The meat is several not-really-obvious changes to the code to overcome limitations of the instruction decoder. The optimizations seem particular to Silvermont but the article says: Testing against the future Intel Atom platforms, codenamed Goldmont and Tremont, the VP9 optimizations delivered additional gains.
These optimizations did nothing for Core processors as far as I can tell. I don't know if it affects any AMD processors.
A RISC processor would not have a complex instruction decoder so this kind of hacking would not apply. I will admit that there are "hazards" in RISC processors that are worth paying attention to when selecting and ordering instructions but these tend to be clearer.
Another thing in the paper:
The overall results were outstanding. The team improved user-level performance by up to 16 percent (6.2 frames per second) in 64-bit mode and by about 12 percent (1.65 frames per second) in 32-bit mode. This testing included evaluation of 32-bit and 64-bit GCC and Intel® compilers, and concluded that the Intel compilers delivered the best optimizations by far for Intel® Atom™ processors. When you multiply this improvement by millions of viewers and thousands of videos, it is significant. The WebM team at Google also recognized this performance gain as extremely significant.

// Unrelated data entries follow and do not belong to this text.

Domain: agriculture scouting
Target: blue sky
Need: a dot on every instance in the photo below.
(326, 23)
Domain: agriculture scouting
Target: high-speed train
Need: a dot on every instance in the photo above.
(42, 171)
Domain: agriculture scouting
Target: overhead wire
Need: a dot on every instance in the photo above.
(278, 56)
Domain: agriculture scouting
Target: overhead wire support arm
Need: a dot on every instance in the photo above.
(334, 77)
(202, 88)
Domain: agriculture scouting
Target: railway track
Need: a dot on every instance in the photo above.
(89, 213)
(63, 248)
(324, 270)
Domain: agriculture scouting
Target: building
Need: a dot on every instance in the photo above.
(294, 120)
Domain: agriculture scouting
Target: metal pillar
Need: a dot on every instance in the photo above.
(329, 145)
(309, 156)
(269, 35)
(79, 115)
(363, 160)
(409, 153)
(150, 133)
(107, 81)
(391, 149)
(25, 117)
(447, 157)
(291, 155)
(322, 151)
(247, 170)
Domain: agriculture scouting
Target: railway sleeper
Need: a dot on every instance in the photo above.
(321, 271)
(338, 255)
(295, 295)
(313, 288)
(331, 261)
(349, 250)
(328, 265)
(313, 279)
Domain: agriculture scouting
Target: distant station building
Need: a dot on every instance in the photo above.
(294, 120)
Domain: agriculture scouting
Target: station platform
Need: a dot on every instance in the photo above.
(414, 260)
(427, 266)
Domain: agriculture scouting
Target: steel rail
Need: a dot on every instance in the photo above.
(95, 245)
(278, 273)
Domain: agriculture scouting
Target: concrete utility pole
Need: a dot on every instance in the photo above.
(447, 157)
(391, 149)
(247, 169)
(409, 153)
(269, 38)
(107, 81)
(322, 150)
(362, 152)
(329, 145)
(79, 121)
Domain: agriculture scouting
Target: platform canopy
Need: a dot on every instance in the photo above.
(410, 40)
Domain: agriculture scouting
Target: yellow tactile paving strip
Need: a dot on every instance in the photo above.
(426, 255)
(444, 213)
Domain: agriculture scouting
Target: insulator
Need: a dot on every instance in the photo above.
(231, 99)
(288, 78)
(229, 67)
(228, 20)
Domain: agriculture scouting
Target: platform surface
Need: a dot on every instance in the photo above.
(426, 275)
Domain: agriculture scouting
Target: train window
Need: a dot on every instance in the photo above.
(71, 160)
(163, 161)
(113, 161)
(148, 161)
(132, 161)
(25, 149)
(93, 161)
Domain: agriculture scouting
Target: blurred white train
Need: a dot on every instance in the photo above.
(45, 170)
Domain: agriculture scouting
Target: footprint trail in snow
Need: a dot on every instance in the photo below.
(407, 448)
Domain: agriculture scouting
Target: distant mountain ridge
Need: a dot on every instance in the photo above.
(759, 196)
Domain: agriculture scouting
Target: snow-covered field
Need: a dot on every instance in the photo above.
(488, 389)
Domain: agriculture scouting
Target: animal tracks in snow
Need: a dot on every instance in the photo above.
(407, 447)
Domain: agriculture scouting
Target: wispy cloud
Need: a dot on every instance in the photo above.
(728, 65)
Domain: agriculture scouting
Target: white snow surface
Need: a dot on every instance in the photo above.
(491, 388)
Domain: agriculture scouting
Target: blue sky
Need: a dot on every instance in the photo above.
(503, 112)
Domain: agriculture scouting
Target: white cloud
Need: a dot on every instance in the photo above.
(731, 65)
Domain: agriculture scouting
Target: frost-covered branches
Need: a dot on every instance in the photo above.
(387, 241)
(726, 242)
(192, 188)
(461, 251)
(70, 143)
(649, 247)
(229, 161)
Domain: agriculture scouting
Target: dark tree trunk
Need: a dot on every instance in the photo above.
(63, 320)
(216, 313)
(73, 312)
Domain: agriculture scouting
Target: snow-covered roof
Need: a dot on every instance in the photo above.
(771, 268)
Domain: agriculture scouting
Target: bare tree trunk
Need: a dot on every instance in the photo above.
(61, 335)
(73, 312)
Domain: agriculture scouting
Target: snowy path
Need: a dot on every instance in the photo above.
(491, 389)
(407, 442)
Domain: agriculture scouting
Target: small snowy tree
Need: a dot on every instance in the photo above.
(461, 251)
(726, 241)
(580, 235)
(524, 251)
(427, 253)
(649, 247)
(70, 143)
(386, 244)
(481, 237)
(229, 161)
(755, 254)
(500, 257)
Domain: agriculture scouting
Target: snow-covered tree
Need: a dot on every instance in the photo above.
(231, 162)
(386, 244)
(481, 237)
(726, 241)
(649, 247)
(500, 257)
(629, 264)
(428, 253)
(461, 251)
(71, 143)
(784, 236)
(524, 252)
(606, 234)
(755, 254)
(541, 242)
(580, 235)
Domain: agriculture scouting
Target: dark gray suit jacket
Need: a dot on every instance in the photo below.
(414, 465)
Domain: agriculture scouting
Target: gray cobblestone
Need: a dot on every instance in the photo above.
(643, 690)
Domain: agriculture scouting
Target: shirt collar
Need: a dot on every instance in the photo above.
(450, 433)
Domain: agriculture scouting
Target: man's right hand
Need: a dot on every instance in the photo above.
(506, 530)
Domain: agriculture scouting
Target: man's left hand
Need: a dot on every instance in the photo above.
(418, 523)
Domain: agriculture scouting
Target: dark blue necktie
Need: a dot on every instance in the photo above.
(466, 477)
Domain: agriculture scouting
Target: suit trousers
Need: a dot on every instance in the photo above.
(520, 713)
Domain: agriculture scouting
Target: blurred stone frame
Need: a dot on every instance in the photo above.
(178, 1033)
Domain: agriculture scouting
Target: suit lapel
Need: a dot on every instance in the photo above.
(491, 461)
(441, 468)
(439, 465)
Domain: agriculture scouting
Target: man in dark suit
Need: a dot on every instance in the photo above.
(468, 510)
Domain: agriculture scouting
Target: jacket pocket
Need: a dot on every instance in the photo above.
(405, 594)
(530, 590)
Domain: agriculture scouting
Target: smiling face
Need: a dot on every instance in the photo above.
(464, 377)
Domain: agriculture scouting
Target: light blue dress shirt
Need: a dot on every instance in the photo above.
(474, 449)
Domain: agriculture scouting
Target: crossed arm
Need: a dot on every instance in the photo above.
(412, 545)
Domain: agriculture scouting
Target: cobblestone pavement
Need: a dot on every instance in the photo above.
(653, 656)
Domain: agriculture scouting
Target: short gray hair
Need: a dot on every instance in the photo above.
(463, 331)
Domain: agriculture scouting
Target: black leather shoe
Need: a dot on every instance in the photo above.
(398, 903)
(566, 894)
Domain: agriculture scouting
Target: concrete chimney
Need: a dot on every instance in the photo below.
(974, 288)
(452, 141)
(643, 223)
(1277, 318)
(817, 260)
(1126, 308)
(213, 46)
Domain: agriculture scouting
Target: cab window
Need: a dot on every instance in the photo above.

Frank Gilligan, a Google engineering manager, responded to the team’s success: “Awesome. It looks good. I can’t wait to try everything out.” Testing against the future Intel Atom platforms, codenamed Goldmont and Tremont, the VP9 optimizations delivered additional gains.
Consider 64-bit. If 16% improvement is 6.2 f/s, then the remaining 84% would be 32.55 f/s. Not great, but OK.
For 32-bit, 12% is 1.65 f/s; the remaining 88% would be 12 f/s. Totally useless, I think.
Quite interesting how different these two are.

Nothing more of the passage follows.